Footnotes to Long Island History

Yaphank Episcopal Church TO Note 100th Anniversary

by

Thomas R. Bayles


Yaphank Episcopal.. Church to Note 100th Anniversary
BUILT IN 1853 was St. Andrew's Episcopal church in Yaphank, where 100th anniversary ceremony will be held June 21. It was built as memorial to granddaughter by Mr. and Mrs. James H. Weeks.

       YAPHANK- One of the most attractive of the smaller churches on Long Island, St. Andrews Episcopal will celebrate its 100th anniversary here at special services June 21.      

       The church was built in 1853 through the generosity of Mr. and Mrs. James H. Weeks as a memorial to beloved granddaughter who died in 1850 and was buried on St. Andrews day, November 30, and so the church bears the name of that saint.
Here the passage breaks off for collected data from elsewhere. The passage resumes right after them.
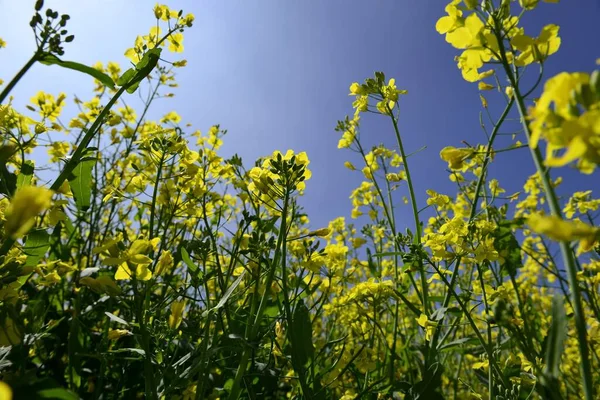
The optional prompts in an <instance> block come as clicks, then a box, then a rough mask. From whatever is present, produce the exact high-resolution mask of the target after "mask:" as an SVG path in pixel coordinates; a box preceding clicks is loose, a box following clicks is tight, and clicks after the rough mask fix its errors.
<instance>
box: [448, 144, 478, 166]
mask: <svg viewBox="0 0 600 400" xmlns="http://www.w3.org/2000/svg"><path fill="white" fill-rule="evenodd" d="M474 152H475V150H474V149H469V148H467V149H457V148H456V147H452V146H447V147H444V148H443V149H442V151H440V157H441V159H442V160H444V161H446V162H447V163H448V167H449V168H450V169H461V168H463V166H464V162H465V161H466V160H467V159H469V158H470V157H472V156H473V153H474Z"/></svg>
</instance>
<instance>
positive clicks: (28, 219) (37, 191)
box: [4, 186, 52, 239]
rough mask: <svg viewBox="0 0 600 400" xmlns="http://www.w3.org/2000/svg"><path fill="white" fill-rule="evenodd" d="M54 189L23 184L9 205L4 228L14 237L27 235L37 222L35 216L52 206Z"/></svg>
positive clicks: (37, 215) (8, 206)
mask: <svg viewBox="0 0 600 400" xmlns="http://www.w3.org/2000/svg"><path fill="white" fill-rule="evenodd" d="M51 200H52V191H51V190H48V189H46V188H43V187H38V186H23V187H21V188H20V189H18V190H17V192H16V193H15V195H14V196H13V198H12V200H11V202H10V205H9V206H8V208H7V210H6V213H5V217H6V222H5V223H4V229H5V231H6V233H7V234H8V235H9V236H10V237H11V238H13V239H18V238H20V237H22V236H23V235H25V234H26V233H27V232H28V231H29V229H31V227H32V226H33V225H34V223H35V217H37V216H38V215H39V214H41V213H42V212H44V211H45V210H47V209H48V208H50V204H51Z"/></svg>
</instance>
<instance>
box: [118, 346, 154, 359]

      Of Gothic architecture, the church is surrounded by a square tower. The porch at the entrance, with its round columns is in harmony with the rest of the building,

      The first rite of Confirmation was performed on July 5, 1855, by Bishop Potter to J. H. Weeks, W. J. Weeks, and Mary C. Weeks, and on September 3. 1857, the Rev. Walter Stirling performed the first marriage ceremony uniting Charlotte Howell and Frank Ward.

      In 1872 a debt of $500, still due on the building was liquidated through generosity of Charles Jeffery Smith of Mastic, in memory of his wife Mrs. Letitia Suydam Smith. Shortly afterwards, Mr. and Mrs. Weeks conveyed the building an lot surrounding it to the Episcopal Diocese of Long Island. On July 14, 1873 the church was formally consecrated at a service conducted by the Rev. A. N. Littlejohn, the first bishop of the Diocese of Long Island assisted by five clergy of the Island.

       In 1904 the fiftieth anniversary of the church was formally observed by holding there the annual meeting of the archdeaconry of Suffolk county.

      The great hurricane of 1938 toppled many trees in the church yard, and although several fell and damaged the roof no damage was done to the stained glass windows nor to the cross and candlesticks on the altar.

       Throughout the 100 years  of its existence the doors of St. Andrews have never been closed, and services have regularly been held. Seminary students, lay readers, and the Brothers of St. Joseph have held services when no ordained priest was available. W. J. Weeks of Yaphank was appointed a lay reader in 1861 and performed this office for 10 years. Sometimes with the assistance of visiting clergyman.

      At present the Rev. Willard I. Kile who also conducts services at Center Moriches and Mastic, is in charge. Church services are at 9 a.m. Sundays with the Sunday school at 10.